At Fri, 14 Sep 2018 16:30:37 +0530, Amit Kapila <amit.kapil...@gmail.com> wrote 
in <caa4ek1+xfx5jd2chmlpnqxeozqrlkg9tnr8wfs3-cpf9ln9...@mail.gmail.com>
> On Fri, Sep 14, 2018 at 12:57 PM Michael Paquier <mich...@paquier.xyz> wrote:
> >
> > On Thu, Sep 06, 2018 at 04:37:28PM -0700, Michael Paquier wrote:
> > > /*
> > >  * Properly accept or ignore signals the postmaster might send us.
> > >  */
> > > -       pqsignal(SIGHUP, StartupProcSigHupHandler); /* reload config file 
> > > */
> > > +       pqsignal(SIGHUP, SIG_IGN);  /* ignore reload config */
> > >
> > > I am finally coming back to this patch set, and that's one of the first
> > > things I am going to help moving on for this CF.  And this bit from the
> > > last patch series is not acceptable as there are some parameters which
> > > are used by the startup process which can be reloaded.  One of them is
> > > wal_retrieve_retry_interval for tuning when fetching WAL at recovery.
> >
> > So, I have been working on this problem again and I have reviewed the
> > thread, and there have been many things discussed in the last couple of
> > months:
> > 1) We do not want to initialize XLogInsert stuff unconditionally for all
> > processes at the moment recovery begins, but we just want to initialize
> > it once WAL write is open for business.
> > 2) Both the checkpointer and the startup process can call
> > UpdateFullPageWrites() which can cause Insert->fullPageWrites to get
> > incorrect values.
> 
> Can you share the steps to reproduce this problem?

The window for the issue is small.

It happens if checkpointer first looks SharedRecoveryInProgress
is turned off at the beginning of the CheckPointerMain loop.
The window is needed be widen to make sure the issue happens.

Applying the first patch attched, the following steps will cause
the issue with high reliability.

1. initdb  (full_page_writes = on by default)

2. put recovery.conf so that server can accept promote signal

3. touch /tmp/hoge
   change full_page_write to off in postgresql.conf

4. pg_ctl_promote

The attached second file is a script do the above steps.
Server writes the following log message and die.

| 2018-09-18 13:55:49.928 JST [16405] LOG:  database system is ready to accept 
connections
| TRAP: FailedAssertion("!(CritSectionCount == 0)", File: "mcxt.c", Line: 731)
| 2018-09-18 13:55:50.546 JST [16405] LOG:  checkpointer process (PID 16407) 
was terminated by signal 6: Aborted

We can preallocating the XLogInsert buffer just to prevent the
crash.

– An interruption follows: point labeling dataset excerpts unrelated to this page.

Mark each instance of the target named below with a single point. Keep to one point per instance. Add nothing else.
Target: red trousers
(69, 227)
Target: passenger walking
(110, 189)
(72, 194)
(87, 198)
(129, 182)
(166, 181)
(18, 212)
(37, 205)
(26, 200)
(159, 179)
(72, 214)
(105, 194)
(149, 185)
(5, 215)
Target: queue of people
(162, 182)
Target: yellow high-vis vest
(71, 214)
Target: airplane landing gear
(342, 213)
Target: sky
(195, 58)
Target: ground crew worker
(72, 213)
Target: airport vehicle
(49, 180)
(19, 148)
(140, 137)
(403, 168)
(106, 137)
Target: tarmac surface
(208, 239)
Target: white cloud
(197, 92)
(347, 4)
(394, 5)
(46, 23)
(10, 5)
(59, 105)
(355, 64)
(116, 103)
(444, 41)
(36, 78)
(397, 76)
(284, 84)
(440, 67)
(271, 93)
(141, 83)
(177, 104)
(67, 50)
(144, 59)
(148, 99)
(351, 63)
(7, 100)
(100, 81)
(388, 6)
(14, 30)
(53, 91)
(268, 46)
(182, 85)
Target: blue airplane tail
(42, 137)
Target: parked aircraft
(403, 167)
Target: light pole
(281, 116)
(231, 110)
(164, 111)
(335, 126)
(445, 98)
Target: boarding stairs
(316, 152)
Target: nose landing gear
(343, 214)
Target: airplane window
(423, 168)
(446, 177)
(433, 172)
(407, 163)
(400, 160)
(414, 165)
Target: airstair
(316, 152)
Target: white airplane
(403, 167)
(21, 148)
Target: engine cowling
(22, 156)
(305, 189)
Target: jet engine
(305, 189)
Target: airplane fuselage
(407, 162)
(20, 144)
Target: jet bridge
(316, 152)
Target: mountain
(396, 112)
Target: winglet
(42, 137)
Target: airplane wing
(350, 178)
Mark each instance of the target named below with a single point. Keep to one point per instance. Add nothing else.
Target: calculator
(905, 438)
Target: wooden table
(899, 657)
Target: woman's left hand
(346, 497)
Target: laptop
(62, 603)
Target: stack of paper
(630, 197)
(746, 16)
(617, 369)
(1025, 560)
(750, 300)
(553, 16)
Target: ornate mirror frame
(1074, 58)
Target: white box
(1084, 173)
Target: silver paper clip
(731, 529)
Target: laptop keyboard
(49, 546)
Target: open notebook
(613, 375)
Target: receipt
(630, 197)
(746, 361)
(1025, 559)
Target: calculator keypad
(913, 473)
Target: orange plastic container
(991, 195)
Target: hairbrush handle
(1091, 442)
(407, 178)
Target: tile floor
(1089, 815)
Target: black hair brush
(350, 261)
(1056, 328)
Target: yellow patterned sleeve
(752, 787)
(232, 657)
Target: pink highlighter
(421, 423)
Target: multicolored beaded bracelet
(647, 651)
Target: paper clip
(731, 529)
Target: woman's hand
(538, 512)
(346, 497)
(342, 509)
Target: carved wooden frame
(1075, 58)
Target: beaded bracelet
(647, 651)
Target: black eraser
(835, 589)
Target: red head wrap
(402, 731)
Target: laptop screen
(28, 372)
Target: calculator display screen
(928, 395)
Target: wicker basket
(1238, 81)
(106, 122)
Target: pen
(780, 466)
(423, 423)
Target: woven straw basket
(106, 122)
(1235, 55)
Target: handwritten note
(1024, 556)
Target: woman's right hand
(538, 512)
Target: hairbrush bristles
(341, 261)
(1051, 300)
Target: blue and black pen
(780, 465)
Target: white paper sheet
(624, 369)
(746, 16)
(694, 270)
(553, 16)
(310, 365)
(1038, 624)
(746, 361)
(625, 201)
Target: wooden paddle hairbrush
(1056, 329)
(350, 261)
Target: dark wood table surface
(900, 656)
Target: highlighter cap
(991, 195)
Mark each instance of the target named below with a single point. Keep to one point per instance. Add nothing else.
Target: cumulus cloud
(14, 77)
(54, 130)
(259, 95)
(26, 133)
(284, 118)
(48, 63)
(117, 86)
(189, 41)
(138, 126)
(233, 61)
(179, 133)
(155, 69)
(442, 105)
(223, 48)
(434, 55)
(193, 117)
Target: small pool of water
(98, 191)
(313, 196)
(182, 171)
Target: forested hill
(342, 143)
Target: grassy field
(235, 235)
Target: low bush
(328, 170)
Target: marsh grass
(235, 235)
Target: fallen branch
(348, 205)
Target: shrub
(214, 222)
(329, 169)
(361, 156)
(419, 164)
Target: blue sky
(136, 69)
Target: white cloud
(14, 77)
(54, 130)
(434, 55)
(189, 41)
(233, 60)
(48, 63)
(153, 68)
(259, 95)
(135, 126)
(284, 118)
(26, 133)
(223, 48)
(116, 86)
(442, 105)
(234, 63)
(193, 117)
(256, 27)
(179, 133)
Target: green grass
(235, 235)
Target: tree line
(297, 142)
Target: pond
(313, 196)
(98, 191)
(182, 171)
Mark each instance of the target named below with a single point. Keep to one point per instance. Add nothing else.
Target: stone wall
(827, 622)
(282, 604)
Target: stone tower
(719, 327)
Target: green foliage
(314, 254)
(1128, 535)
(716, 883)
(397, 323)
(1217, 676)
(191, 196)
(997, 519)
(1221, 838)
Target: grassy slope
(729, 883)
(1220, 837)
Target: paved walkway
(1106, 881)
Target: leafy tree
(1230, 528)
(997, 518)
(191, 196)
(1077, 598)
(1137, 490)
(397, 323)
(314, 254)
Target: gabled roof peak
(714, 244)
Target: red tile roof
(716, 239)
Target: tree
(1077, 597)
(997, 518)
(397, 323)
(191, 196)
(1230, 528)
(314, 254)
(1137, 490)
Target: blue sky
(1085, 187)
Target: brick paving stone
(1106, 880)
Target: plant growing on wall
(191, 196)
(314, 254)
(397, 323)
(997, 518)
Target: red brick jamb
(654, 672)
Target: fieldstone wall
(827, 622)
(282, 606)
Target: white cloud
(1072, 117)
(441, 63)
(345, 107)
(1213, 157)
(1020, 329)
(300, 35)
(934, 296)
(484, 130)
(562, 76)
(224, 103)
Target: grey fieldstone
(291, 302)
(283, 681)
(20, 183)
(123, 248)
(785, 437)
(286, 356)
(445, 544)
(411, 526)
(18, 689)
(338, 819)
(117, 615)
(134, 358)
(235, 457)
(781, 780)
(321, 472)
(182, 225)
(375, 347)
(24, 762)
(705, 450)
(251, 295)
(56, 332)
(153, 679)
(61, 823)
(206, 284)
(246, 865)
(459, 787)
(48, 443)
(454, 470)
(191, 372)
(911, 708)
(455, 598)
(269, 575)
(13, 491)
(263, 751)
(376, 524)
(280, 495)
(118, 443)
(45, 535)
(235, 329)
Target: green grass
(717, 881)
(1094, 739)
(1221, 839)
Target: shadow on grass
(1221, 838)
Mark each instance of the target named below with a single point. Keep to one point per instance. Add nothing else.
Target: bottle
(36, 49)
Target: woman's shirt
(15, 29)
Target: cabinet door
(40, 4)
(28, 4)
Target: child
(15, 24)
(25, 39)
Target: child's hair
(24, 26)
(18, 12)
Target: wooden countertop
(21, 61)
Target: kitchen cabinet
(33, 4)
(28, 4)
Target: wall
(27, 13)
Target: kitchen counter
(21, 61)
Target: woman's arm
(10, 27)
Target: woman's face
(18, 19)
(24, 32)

This is done by calling RecoveryInProgress() before
UpdateFullPageWrites() finds it turned to false. This is an
isolated problem. But it has another issue that FPW_CHANGE record
can be missing or wrong FPW state after recovery end.

It comes from the fact that responsibility to update the flag is
not atomically passed from startup to checkpointer. (The window
is after UpdateFullPageWrites() call and until setting
SharedRecoveryInProgress to false.)

My latest patch tries to remove the window by imposing all
responsibility to apply config file changes to the shared FPW
flag on the checkpointer. RecoveryInProgress() is changed to be
called prior to UpdateFullPageWrites on the way doing that.


> > 3) We do not want a palloc() in a critical section because of
> > RecoveryinProgress being called.
> >
> > And the root issue here is 2), because the checkpointer tries to update
> > Insert->fullPageWrites but it does not need to do so until recovery has
> > been finished.  So in order to fix the original issue I am proposing a
> > simple fix: let's make sure that the checkpointer does not update
> > Insert->fullPageWrites until recovery finishes, and let's have the
> > startup process do the first update once it finishes recovery and
> > inserts by itself the XLOG_PARAMETER_CHANGE.  This way the order of
> > events is purely sequential and we don't need to worry about having the
> > checkpointer and the startup process eat on each other's plate because
> > the checkpointer would only try to work on updating the shared memory
> > value of full_page_writes once SharedRecoveryInProgress is switched to
> > true, and that happens after the startup process does its initial call
> > to UpdateFullPageWrites().  I have improved as well all the comments
> > around to make clear the behavior wanted.
> >
> > Thoughts?

InRecoery is turned off after the last UpdateFullPageWrite() and
before SharedRecoveryInProgress is turned off. So it is still
leaving the window. Thus, checkpointer stops flipping the value
before SharedRecoveryInProgress's turning off. (I don't
understand InRecovery condition..) However, this lets
checkpointer omit reloading after UpdateFullPagesWrite() in
startup until SharedRecoveryInProgress is tunred off.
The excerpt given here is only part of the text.